いきなり支えを失い勢い余って転ぶ。予想もしない事態に身を護ることもできず、強かに後頭部を打っていた。
「いったぁ……なぁに、どういうこと? どうして壁が……」
頭をさすりながら周りを見回す。
ずっと塞がれていたのだろう淀んだ空気が鼻をくすぐった。ランプから漏れた明かりが伸びる先には、台のようなものが置かれている。
「城にこのようなところが……」
心臓が早鐘のように打ち付ける。明らかに尋常の目的あって作られた場所ではない。
キュレーナは意を決すると絵本を抱きなおし、立ち上がった。
そろそろと近づいてみると、台の上には腕輪と思しきものが置かれている。中央に複雑な文様が描かれた装飾を持つ、見慣れない形の腕輪だった。

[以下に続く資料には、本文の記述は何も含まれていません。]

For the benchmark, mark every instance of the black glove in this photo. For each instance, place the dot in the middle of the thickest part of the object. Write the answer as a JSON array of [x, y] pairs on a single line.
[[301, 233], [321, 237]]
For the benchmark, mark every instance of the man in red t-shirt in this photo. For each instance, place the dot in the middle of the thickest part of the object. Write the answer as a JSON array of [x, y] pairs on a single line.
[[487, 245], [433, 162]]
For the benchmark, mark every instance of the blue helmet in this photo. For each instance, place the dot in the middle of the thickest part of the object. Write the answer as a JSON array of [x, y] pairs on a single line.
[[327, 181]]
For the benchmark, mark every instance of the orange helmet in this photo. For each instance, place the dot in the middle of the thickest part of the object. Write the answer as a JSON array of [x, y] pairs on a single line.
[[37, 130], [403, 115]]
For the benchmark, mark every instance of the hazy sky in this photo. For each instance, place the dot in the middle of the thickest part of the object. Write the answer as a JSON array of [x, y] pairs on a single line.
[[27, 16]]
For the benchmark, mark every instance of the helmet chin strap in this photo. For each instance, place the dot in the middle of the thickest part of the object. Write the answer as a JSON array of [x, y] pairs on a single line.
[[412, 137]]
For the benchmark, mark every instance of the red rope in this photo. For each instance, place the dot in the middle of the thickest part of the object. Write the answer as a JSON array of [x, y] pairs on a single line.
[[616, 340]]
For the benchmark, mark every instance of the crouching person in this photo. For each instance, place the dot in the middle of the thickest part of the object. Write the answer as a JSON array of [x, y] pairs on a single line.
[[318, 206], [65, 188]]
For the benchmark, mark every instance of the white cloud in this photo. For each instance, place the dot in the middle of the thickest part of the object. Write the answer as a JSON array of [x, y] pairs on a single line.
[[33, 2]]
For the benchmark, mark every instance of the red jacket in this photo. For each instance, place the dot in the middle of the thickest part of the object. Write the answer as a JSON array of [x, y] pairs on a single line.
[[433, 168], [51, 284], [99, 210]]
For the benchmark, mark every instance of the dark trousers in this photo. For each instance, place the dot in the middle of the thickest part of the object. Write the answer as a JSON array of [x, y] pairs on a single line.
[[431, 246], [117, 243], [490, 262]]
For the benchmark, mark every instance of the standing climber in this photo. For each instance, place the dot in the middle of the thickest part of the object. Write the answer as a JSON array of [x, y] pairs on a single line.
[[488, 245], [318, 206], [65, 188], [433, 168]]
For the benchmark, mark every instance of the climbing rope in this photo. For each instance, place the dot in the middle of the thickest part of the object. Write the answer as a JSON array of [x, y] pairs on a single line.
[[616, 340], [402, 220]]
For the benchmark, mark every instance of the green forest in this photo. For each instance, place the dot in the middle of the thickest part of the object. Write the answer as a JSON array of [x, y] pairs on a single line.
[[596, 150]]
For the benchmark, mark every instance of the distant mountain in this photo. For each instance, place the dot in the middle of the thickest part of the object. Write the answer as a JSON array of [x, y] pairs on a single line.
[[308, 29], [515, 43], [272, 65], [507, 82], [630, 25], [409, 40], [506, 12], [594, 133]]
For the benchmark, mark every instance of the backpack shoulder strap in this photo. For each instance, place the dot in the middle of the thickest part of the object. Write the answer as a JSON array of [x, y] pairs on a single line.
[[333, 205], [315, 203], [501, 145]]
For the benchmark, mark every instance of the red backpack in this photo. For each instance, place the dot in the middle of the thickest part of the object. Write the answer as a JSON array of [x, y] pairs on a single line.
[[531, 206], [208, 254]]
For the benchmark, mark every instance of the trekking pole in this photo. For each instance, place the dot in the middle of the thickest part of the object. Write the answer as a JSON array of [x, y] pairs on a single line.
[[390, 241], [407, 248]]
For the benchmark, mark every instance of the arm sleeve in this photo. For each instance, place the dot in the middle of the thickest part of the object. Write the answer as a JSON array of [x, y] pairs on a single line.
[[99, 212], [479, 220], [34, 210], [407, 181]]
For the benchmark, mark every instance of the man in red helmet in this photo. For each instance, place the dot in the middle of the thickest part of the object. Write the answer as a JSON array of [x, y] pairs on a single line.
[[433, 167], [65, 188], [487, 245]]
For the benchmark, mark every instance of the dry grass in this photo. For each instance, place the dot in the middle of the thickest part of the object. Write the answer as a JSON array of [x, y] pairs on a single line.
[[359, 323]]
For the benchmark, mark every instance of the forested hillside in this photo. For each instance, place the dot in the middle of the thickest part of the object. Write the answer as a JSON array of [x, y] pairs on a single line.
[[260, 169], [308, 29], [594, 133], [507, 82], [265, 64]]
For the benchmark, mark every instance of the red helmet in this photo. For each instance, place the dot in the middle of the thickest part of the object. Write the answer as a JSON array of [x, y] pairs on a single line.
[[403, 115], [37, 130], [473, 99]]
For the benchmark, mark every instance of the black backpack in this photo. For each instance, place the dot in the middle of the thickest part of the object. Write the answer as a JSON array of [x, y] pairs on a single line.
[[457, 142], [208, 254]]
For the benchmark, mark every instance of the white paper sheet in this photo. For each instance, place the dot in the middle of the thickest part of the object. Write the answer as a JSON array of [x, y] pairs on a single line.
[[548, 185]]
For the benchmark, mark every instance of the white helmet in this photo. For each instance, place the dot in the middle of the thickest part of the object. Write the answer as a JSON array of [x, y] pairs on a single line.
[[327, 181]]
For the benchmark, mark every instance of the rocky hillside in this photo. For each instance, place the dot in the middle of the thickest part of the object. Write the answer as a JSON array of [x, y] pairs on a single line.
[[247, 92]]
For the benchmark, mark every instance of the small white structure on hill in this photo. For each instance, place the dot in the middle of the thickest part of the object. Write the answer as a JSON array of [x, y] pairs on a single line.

部屋には他に何もない。ただこれを収めるためだけの場所のようである。
「これは、いったい何のためなのでしょう」
腕輪にそっと手を添える。
なぜこの城にこのような場所があるのか。
なぜこの腕輪は隠されていなくてはならなかったのか。
なぜそれが今見つかったのか。
疑問だけが際限なく心の中を占めてゆく。当然ながら腕輪は黙して語らない。
何もかもがわからない中、しかしキュレーナには不可思議な確信があった。この腕輪が自分の前に現れたのには意味がある、と。
そっと手に取り持ち上げる。
腕輪は自分でつけるにはサイズが大きいような気がした。
これからどうすべきか彼女が迷っていると、外から騒々しい気配が迫ってくる。
なんとなく隠し部屋を出ると、乳母が急いでこちらに向かってくるところだった。
「姫様! 姫様、大変でございます。陛下が……」
「どうしたのばあや。父上に何か!?」
さっとキュレーナの顔色が変わる。
予定ではこんなに早く戻ってくる手はずではなかった。ならば何か不測の事態が起こっているということであり。
「陛下と、騎士団がお戻りになりました。ですが皆、傷をおっておりまして……!」
「! すぐに参ります」
もたらされた悪い知らせ。
キュレーナは血相を変え、父のもとへと急ぐのだった。